On a sunny family day out, mother accused of murdering her 2 girls
HOLDING hands and smiling happily for the camera, it is a perfect family snapshot of a mother and her two young daughters.
But Samira Lupidi, 24, was due to appear before magistrates yesterday charged with murdering her little girls.
She is accused of killing one-yearold Jasmine Weaver and threeyear-old Evelyn Lupidi while they were all staying at a women’s refuge in Bradford.
The children suffered a horrific end, with post-mortem examinations concluding they died from multiple stab wounds.
The circumstances leading up to their deaths have yet to be revealed. Lupidi was supposed to make a brief first appearance at Bradford magistrates’ court yesterday but her lawyer, Alison Todd, told the court that she was not in the dock because she had refused to leave her cell due to her ‘distraught state’.
Lupidi, who is understood to be an Italian national who had been living in the UK, was remanded in custody to appear before the city’s crown court on Monday.
The children’s father has been named as Carl Weaver, 31, who was not available for comment yesterday.
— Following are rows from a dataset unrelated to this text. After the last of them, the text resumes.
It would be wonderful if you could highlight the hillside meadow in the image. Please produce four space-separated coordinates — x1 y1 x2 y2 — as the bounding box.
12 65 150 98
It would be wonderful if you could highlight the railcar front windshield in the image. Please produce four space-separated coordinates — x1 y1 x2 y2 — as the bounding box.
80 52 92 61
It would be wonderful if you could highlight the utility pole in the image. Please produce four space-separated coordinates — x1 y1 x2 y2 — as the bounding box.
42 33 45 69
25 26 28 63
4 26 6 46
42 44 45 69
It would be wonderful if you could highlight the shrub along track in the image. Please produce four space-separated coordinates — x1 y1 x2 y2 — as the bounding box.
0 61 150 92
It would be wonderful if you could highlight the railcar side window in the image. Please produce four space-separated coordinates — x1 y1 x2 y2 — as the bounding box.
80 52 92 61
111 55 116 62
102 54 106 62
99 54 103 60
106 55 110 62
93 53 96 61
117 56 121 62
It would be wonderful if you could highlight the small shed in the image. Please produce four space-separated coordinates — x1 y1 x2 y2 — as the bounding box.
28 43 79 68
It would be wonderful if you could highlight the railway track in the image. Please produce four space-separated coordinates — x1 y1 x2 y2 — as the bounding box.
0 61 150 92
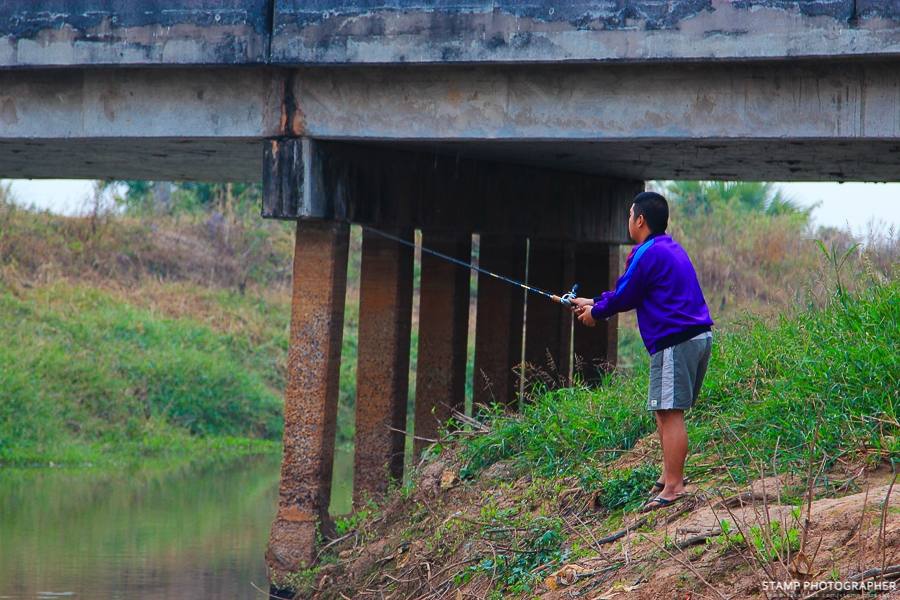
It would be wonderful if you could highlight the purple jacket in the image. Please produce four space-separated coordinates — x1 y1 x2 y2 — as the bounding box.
591 233 713 354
Both the mother and father’s Facebook pages have numerous loving family pictures of the children.
Details of why Lupidi and her children had moved to the refuge will be revealed in court at a later date.
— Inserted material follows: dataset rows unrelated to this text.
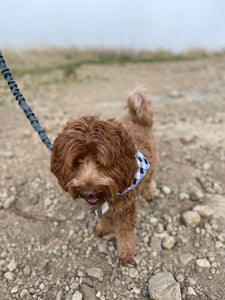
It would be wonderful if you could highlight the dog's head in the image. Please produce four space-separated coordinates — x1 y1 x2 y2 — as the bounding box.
51 116 138 204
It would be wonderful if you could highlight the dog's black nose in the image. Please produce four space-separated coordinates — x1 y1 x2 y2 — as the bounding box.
81 188 96 199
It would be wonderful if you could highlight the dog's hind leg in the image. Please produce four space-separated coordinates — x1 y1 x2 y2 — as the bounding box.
94 215 113 237
141 172 154 201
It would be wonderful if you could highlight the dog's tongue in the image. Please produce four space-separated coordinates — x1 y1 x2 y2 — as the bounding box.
87 198 98 204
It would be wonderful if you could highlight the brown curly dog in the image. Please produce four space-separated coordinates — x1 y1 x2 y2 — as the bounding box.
51 89 156 264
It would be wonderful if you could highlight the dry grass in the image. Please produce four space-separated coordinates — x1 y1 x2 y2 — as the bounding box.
2 47 225 74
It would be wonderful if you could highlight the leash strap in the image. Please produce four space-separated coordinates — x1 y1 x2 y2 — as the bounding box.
0 51 52 150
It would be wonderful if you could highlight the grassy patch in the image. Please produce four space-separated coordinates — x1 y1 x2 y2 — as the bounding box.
2 47 225 75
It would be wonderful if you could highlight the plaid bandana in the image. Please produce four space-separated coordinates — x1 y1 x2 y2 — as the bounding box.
118 150 150 195
90 150 150 218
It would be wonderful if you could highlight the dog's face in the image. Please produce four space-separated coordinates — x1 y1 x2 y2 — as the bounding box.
51 117 138 205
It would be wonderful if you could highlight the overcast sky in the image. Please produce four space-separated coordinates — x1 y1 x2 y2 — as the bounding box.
0 0 225 51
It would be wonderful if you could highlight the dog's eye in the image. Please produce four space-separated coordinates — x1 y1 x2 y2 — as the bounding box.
73 160 81 167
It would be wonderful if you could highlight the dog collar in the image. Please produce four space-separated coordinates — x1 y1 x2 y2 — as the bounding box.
90 150 150 218
117 150 150 195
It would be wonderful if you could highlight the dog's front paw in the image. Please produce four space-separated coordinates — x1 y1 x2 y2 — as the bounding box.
119 256 137 266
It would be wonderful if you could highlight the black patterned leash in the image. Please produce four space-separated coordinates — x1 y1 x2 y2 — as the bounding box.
0 51 52 150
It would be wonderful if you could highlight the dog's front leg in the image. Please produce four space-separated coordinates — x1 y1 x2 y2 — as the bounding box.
114 203 136 265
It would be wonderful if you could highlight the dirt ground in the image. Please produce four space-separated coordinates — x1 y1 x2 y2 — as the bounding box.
0 57 225 300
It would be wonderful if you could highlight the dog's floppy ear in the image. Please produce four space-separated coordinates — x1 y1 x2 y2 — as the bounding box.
50 125 71 192
106 123 138 191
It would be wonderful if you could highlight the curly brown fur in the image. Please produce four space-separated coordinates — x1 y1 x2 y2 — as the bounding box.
51 89 156 264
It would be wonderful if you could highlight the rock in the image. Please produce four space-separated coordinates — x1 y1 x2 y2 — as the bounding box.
2 196 16 209
149 272 181 300
76 210 86 221
188 286 197 296
128 268 138 278
180 134 197 145
4 272 15 281
23 266 31 276
11 286 19 294
155 223 164 233
207 195 225 221
189 185 204 201
179 192 190 201
150 236 162 252
71 291 83 300
182 210 201 227
87 268 104 281
203 163 211 171
7 259 17 272
176 274 184 283
162 235 176 249
162 185 171 195
20 289 29 300
193 205 213 217
56 291 63 300
133 286 141 295
196 258 210 268
81 284 96 300
179 253 194 266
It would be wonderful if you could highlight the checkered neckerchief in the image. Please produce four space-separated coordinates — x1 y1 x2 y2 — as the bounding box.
118 150 150 195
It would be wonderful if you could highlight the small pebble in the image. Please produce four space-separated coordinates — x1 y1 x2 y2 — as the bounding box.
196 258 210 268
71 291 83 300
176 274 184 283
129 268 138 278
193 205 213 217
182 210 201 227
11 286 19 294
87 268 104 281
162 235 176 250
188 286 197 296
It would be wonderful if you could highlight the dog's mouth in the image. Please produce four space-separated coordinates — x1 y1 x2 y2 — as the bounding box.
87 198 99 204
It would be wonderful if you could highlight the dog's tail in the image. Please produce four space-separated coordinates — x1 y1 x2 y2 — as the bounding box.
126 88 153 128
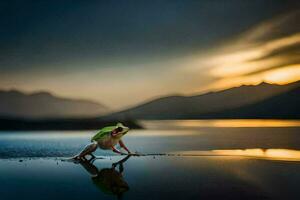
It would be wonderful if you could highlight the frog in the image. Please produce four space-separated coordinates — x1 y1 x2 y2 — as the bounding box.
73 123 131 160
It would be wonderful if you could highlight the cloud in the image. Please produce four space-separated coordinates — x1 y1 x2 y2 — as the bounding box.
185 8 300 90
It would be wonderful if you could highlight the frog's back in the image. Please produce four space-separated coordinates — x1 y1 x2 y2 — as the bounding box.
91 126 115 142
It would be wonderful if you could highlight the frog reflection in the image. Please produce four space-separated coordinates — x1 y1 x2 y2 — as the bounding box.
80 155 130 198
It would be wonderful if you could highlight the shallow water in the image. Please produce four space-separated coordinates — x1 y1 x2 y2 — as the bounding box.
0 120 300 199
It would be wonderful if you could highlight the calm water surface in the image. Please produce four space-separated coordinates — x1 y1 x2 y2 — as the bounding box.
0 120 300 199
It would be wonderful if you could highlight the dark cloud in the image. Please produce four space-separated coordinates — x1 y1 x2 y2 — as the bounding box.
0 0 297 70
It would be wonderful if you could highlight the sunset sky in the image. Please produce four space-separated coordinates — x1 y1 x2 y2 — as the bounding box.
0 0 300 109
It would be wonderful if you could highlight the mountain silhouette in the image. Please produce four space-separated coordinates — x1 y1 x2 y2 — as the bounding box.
0 90 109 118
104 81 300 119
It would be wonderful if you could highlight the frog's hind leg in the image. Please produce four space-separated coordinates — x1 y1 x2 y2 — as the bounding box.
74 142 98 161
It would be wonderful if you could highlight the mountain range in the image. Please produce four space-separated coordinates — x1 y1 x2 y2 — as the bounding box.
0 81 300 121
104 81 300 119
0 90 109 119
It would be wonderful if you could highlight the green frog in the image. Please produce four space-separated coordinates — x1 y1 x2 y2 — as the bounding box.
73 123 131 160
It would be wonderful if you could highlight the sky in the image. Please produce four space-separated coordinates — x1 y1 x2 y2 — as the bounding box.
0 0 300 110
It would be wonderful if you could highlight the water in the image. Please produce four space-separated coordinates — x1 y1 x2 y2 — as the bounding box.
0 120 300 199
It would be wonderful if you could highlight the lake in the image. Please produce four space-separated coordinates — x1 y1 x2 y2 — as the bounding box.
0 120 300 199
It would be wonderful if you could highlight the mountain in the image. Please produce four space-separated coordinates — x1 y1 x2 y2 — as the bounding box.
0 90 108 118
105 81 300 119
202 87 300 119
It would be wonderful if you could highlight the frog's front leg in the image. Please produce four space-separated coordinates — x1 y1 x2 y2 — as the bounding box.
119 140 131 154
74 142 98 160
111 146 123 155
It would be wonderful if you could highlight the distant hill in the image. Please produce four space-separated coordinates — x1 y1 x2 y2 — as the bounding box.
0 90 109 118
200 87 300 119
105 81 300 119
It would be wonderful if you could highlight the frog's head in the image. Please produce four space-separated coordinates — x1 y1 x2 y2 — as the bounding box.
111 123 129 138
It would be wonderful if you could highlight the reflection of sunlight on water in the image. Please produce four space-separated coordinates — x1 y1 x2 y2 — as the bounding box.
174 149 300 161
141 119 300 129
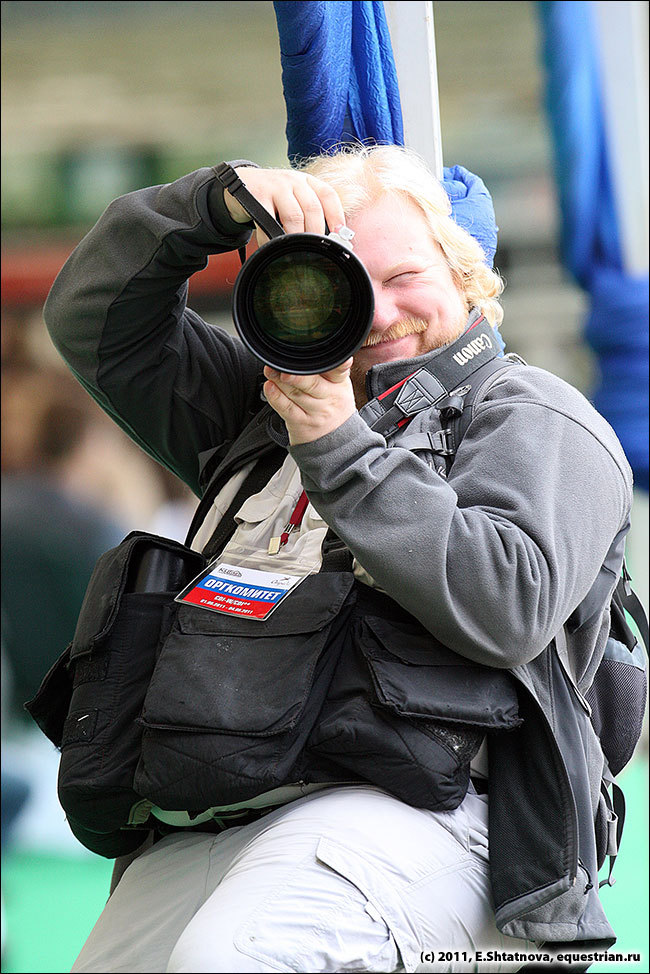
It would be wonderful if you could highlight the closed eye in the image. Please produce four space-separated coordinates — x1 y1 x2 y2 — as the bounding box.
386 270 422 284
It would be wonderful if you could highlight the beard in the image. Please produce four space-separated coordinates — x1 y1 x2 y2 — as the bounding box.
350 316 429 409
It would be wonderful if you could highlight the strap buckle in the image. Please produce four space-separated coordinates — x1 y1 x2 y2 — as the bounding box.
428 429 456 457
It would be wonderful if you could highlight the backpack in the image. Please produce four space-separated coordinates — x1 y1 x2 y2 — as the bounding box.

Police and paramedics were called to the refuge run by Bradford Women’s Aid at 11.30am on Tuesday.
Despite desperate efforts by paramedics, the children could not be saved. Lupidi was arrested at the scene and taken into custody by police.
The tragic deaths of the children has sent shockwaves through the local community and stunned their relatives.
Julie Britton, an aunt of the children’s father, said: ‘Carl’s just absolutely devastated. It’s like a bomb has gone off in the middle of our family.’
The Bradford refuge has accommodation for six women and their families. It received a £469,000 lottery grant this year.
One neighbour, Joanne Shoesmith, 45, a mother-of-two, said: ‘When I heard, it left a lump in my throat. It’s shocking and so sad.’